There are also cases of wives who have played the victim card or manipulative mind-games or not tried to have a relationship with their in-laws, which have gradually destroyed the dynamics a perfectly happy family which did treat her well. So, it is not always the in-laws.
Sham Marriages and Misuse of Law
Whilst most Indian marriages are for the right reasons, there are others which are for the wrong reasons.
Sham marriages are where marriages are arranged between parties for a purpose other than to really spend a life together. These include marrying another for money, marrying to stay in a foreign country and also marriages of convenience, where the two people are from the LGBT community.
These kinds of marriages can end up in divorce in India once they are found out or declared void.
Then there is the recent rise in the misuse of Indian law, the IPC (Indian Penal Code) 498-A. This is where Indian women are using the law in their favour to divorce easily by approaching the police, media or women’s support group and filing a complaint against the husband and in-laws.

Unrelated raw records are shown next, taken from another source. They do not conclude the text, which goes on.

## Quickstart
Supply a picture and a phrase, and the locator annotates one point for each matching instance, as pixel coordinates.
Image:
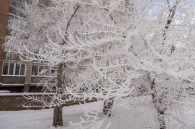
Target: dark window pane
(13, 3)
(17, 69)
(47, 72)
(34, 70)
(54, 71)
(11, 69)
(42, 70)
(5, 68)
(22, 69)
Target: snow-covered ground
(137, 114)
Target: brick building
(17, 76)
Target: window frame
(19, 3)
(22, 23)
(44, 66)
(14, 70)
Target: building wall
(4, 10)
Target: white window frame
(14, 69)
(38, 73)
(26, 9)
(13, 20)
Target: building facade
(15, 75)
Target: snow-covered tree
(112, 49)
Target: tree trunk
(108, 106)
(57, 118)
(60, 88)
(158, 104)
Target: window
(17, 24)
(40, 70)
(23, 5)
(13, 69)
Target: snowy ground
(139, 115)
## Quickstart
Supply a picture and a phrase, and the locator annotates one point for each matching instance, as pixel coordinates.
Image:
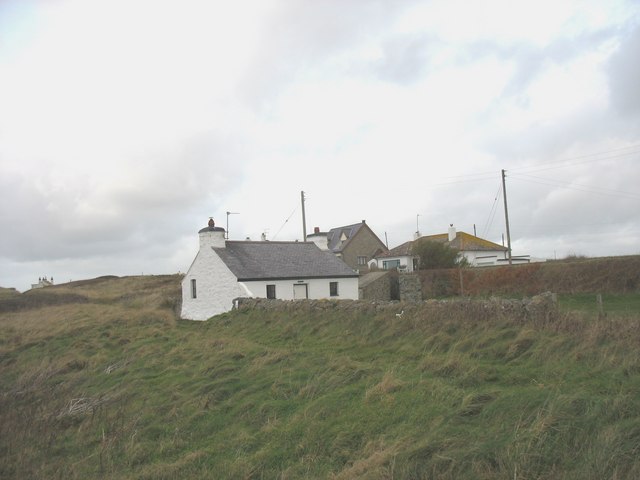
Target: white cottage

False cases of dowry demands, abuse, harassment and domestic violence are used by women and their families to exit marriages with a divorce in their favour.
Manoj Tiwari, aged 29, says:
“After an arranged marriage of a year, my wife started to argue and get me angry. One night she called the cops on me and said I was hitting her which I never did. She got me arrested on false charges. She played all the drama in front of them. The marriage ended in divorce and she got everything in her favour. She then left town.”
There have been many examples like this where Indian women are marrying intentionally for their own betterment by financially gaining out of divorces. Also, these women have boyfriends or lovers in other towns with whom they plot and scheme such marriages. It is especially the case with those marrying abroad.
These are only seven prominent reasons causing divorce in India. There are many more issues facing Indian couples that are leading to a continual rise in divorce.
In a country where divorce is still not as high as other nations around the world, it is growing and it is changing the landscape of Indian marriage and society compared to the past.
Leading to more understanding required for divorcees, especially women and support for children who are from broken families, because divorce can impact them most. Therefore, divorce laws in India for child custody are becoming more important.
Divorce in India will need tolerance in the country as it adjusts to new ways of life. Potentially, it could result in happier people escaping bad marriages, which were once seen as a way of life.